The election of a president, even if he is the troubling Michel Suleiman, opens a new phase in Lebanon, one in which it is possible to imagine consolidating a state gradually breaking free from Syria's grip. That's the priority today, and has been the priority since April 2005 when the Syrian Army withdrew from the country. Whether Suleiman likes it or not, from now on he is a president, not a candidate maneuvering to become a president, which will require him to take a strong position on defending the sovereignty of the state both vis-à-vis Syria and Hizbullah. That could either push him closer to the position favored by March 14 and most Lebanese, or it could damage him if he proves to be indecisive.
Will March 14 survive after this? It probably will in the face of an armed Hizbullah and Syria's foreseeable efforts to regain a foothold in Beirut. But the parliamentary majority may transform itself into a looser alignment, united on the large issues but with its leaders behaving parochially when it comes to elections and patronage. Once Suleiman is elected, he becomes an arbiter, an axial figure, in the political game. Politicians will have to position themselves either for or against him, as the president strives to build up a power base for himself in the state, particularly in Parliament. Expect Suleiman to use the army as his bludgeon, which would be regrettable, and expect tension between the officers and traditional politicians.
The entire article is worth the read, though some of the names may be unfamiliar to the Western reader. A useful Who's Who can be found here. The logjam in Lebanon has broken: the metaphor is exceedingly apt used in this context, for what follows the breakup of a logjam is a wild rush of pent-up forces. Now that Lebanon again has a president, however terrible he may be, a status-quo ante has been restored, and Lebanon's feuds now assume political, not merely military dimensions. Whatever you may feel about Hizb'allah's seeming rise to political power, I would rather see these struggles waged within the framework of a government from which none may withdraw than with bursts of heavy machine gun fire in the streets of Beirut.

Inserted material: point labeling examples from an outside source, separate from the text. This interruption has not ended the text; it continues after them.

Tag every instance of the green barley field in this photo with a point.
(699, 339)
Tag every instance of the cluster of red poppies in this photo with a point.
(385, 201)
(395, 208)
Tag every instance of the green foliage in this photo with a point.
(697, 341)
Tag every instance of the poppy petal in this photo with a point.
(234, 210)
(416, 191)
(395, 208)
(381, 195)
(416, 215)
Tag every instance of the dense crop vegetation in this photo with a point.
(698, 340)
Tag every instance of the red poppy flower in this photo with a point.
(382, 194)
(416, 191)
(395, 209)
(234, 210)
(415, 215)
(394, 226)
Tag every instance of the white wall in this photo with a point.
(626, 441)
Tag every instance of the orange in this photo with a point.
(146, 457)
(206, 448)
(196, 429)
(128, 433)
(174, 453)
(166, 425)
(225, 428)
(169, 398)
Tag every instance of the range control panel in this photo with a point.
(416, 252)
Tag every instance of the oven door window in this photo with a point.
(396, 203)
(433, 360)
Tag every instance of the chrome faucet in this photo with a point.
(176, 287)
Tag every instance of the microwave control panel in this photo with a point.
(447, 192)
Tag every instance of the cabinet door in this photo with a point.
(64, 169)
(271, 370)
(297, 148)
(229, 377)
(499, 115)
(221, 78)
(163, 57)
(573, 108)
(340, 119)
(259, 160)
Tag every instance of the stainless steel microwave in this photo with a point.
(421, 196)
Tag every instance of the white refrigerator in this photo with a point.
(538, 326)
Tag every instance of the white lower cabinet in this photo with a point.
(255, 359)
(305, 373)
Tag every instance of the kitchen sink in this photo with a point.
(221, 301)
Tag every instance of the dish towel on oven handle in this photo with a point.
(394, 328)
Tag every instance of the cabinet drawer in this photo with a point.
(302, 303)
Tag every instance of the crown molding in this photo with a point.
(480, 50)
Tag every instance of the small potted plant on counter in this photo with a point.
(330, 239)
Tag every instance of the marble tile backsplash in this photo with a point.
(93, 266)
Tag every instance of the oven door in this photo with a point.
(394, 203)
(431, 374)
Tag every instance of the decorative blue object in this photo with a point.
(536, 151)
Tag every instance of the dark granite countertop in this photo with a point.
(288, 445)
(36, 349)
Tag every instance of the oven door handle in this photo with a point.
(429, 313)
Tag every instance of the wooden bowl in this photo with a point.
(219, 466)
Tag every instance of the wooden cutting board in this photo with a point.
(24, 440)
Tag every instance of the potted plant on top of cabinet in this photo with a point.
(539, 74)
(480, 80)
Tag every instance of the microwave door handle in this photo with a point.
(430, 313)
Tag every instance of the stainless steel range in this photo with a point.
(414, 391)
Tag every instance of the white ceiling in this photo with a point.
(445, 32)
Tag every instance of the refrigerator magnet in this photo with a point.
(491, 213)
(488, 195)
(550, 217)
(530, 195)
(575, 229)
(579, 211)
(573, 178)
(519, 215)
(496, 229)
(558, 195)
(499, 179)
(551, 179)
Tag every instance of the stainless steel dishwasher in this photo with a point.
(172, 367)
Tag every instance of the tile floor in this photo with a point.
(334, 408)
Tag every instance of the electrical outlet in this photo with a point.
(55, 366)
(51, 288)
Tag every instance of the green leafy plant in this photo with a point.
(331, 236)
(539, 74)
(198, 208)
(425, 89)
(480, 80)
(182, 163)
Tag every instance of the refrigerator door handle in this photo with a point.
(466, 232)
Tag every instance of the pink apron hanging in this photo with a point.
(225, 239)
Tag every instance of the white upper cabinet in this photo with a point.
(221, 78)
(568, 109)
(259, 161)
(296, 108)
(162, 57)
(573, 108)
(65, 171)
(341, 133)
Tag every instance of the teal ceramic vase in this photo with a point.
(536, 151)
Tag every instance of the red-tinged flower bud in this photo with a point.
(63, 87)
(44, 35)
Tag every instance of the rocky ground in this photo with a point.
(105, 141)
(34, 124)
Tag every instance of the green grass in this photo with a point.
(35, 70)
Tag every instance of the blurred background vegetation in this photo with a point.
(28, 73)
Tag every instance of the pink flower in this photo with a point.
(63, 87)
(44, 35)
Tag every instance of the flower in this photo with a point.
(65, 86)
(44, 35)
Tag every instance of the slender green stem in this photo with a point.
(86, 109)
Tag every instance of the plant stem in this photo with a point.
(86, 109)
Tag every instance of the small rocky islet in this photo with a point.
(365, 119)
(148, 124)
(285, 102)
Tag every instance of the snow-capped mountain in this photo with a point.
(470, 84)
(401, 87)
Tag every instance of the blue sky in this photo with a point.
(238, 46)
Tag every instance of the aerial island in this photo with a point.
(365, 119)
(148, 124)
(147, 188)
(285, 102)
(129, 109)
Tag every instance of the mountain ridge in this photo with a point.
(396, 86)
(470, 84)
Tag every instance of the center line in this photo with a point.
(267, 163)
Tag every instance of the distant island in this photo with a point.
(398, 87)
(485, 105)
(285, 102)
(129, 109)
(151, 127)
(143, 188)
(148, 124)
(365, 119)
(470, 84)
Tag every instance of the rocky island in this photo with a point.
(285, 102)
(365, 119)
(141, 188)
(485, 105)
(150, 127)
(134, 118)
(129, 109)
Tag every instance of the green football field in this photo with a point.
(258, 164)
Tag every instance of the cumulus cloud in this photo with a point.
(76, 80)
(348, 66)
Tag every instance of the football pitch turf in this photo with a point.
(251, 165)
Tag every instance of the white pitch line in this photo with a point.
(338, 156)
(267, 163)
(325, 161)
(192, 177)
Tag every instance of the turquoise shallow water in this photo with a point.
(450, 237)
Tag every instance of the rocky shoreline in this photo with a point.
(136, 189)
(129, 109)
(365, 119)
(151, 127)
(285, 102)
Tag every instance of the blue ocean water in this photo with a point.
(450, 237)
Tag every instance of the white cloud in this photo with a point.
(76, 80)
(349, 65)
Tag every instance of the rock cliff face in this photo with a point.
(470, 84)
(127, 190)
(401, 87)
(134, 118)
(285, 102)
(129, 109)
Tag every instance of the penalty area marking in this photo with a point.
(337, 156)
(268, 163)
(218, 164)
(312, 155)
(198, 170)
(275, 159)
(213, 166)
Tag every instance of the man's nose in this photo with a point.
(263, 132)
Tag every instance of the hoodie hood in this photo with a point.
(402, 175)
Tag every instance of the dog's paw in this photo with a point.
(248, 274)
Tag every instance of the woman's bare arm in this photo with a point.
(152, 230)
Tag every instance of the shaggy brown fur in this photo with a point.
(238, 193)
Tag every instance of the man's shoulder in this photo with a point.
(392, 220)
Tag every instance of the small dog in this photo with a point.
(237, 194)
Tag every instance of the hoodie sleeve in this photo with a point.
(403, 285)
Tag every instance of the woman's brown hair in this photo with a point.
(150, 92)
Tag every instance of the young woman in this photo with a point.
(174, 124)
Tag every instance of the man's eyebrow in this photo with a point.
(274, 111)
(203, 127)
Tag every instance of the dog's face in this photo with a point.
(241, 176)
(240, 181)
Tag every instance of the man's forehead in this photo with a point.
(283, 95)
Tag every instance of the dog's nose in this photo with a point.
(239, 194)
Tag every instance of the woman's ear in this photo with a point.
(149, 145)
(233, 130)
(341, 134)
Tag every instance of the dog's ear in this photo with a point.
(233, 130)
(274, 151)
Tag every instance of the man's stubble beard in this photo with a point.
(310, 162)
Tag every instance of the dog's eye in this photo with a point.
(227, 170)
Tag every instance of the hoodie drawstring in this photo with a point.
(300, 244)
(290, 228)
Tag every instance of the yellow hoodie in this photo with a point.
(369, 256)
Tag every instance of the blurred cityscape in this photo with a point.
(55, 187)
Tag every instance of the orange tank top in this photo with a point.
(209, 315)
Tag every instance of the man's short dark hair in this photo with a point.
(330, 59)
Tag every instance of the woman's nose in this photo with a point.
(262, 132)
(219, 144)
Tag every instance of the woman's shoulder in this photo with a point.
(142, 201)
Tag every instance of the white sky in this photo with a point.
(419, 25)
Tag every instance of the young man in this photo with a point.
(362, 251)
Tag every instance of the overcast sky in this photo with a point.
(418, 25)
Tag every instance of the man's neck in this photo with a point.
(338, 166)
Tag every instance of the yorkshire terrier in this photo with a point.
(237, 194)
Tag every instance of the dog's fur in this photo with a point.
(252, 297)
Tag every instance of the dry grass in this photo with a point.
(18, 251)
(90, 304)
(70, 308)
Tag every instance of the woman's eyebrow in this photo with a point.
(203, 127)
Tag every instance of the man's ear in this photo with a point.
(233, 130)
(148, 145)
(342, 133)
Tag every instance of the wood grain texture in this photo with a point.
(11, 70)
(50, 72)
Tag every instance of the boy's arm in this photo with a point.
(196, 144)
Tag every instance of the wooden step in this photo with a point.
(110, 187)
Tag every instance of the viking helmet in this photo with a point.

Could a package deal for the entire region be in the works? I am intrigued by this possibility, and you should be, too. As the hideous civil wars in Iraq, Gaza and Lebanon burn down to cinders, deprived of fuel, the smoke is clearing and a new Realpolitik emerges. The Doha communiqué should not give anyone too much hope, not yet, but it represents something new and substantial: a political framework erected congruent with military realities.
This essay has grown long, and I will cut it short here, with a promise to address Pakistan's rapprochement with the Taliban. I'll give the précis now: As with the Hizb'allah in Doha, the Taliban has been obliged to come to political terms with Pakistan. As with Doha, this agreement is not a defeat for the Taliban, and is certainly not in the interests of the West, but it does represent some interesting concessions on both sides.